Yang Chow Fried Rice Recipe
- 2 cups cold, cooked white rice
- 3 tbs oil
- 1 small onion, peeled and chopped
- 3 cloves garlic, peeled and minced
- ½ cup Chinese BBQ pork, diced (you can substitute this with Chinese sausage)
- ¼ lb shrimp, peeled, deveined, and chop into smaller size
- ½ cup sweet peas, thawed
- 1 tbs + 1 tsp lite soy sauce or tamari sauce
- 2 green onions, finely chopped
- 2 eggs
- White pepper
- Heat the wok over medium high heat and add 1 tbs of oil. Add eggs, fold and scramble them gently. Set aside.
- Heat the wok now over high heat.
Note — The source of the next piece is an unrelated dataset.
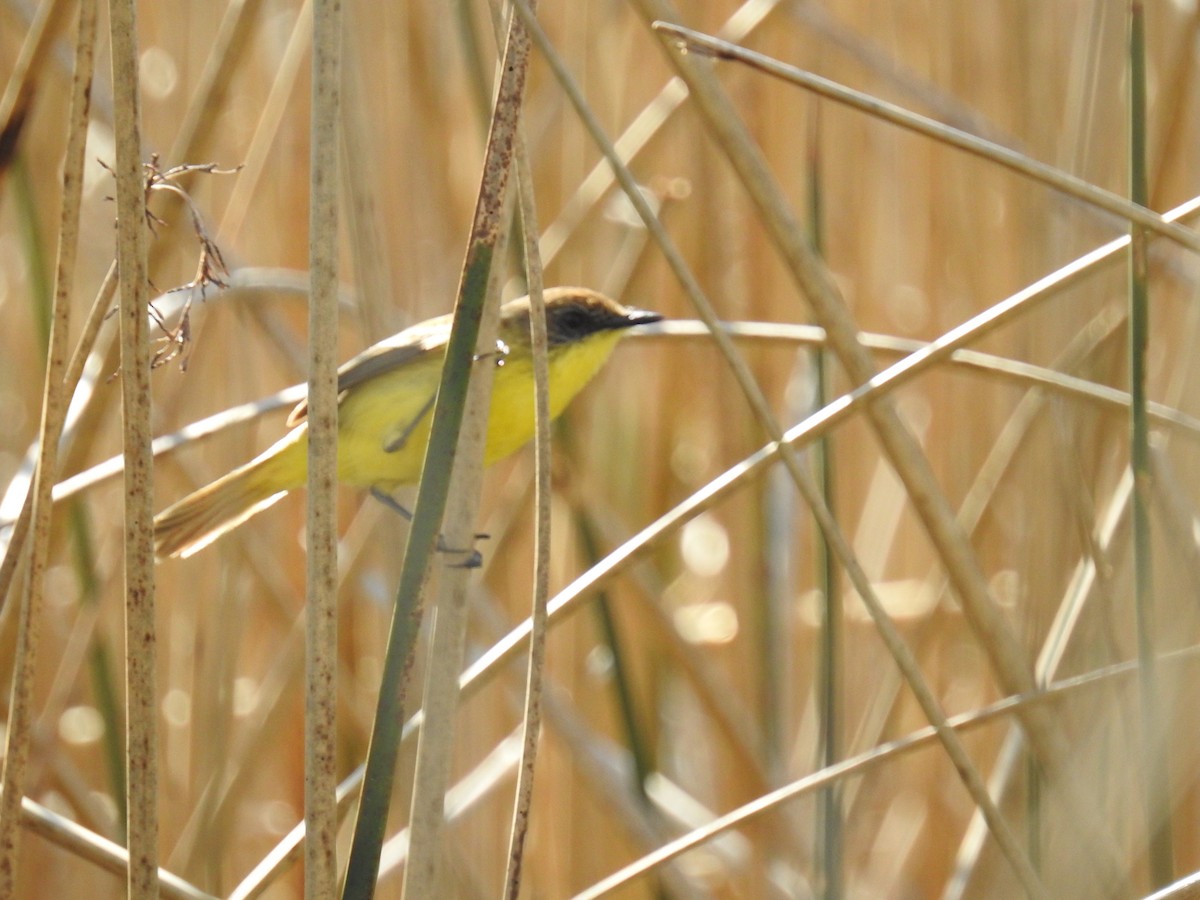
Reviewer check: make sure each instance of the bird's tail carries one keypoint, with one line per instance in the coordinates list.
(201, 517)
Add another 1 tbs of oil, diced onion and garlic. Stir-fry until the onions are translucent. Next, add the pork and stir-fry for 2-3 minutes.
- Add shrimp to the wok and green peas, and cook for 30 seconds. Set aside.
- Heat the wok and add the remaining oil. Add rice and stir-fry for 2 minutes. Make sure to flatten out and break up any remaining rice clumps using wok spatula.
- Add the pork mixture and stir continuously for another 3 minutes until rice is heated through.
- Add the rice and stir-fry for 2 minutes, being sure to heat the rice uniformly. Use your wok spatula to flatten out and break up any remaining rice clumps.
- Add the shrimp and peas, and stir fry continuously for another 2 minutes until the rice is heated through.
- Add soy sauce and adjust seasoning with salt. Mix everything to ensure the seasonings are uniformly incorporated. If the rice a little dry, sprinkle in some water or a touch of sesame oil.
- Add in the scrambled eggs, scallions, and white pepper. Stir fry to combine and serve.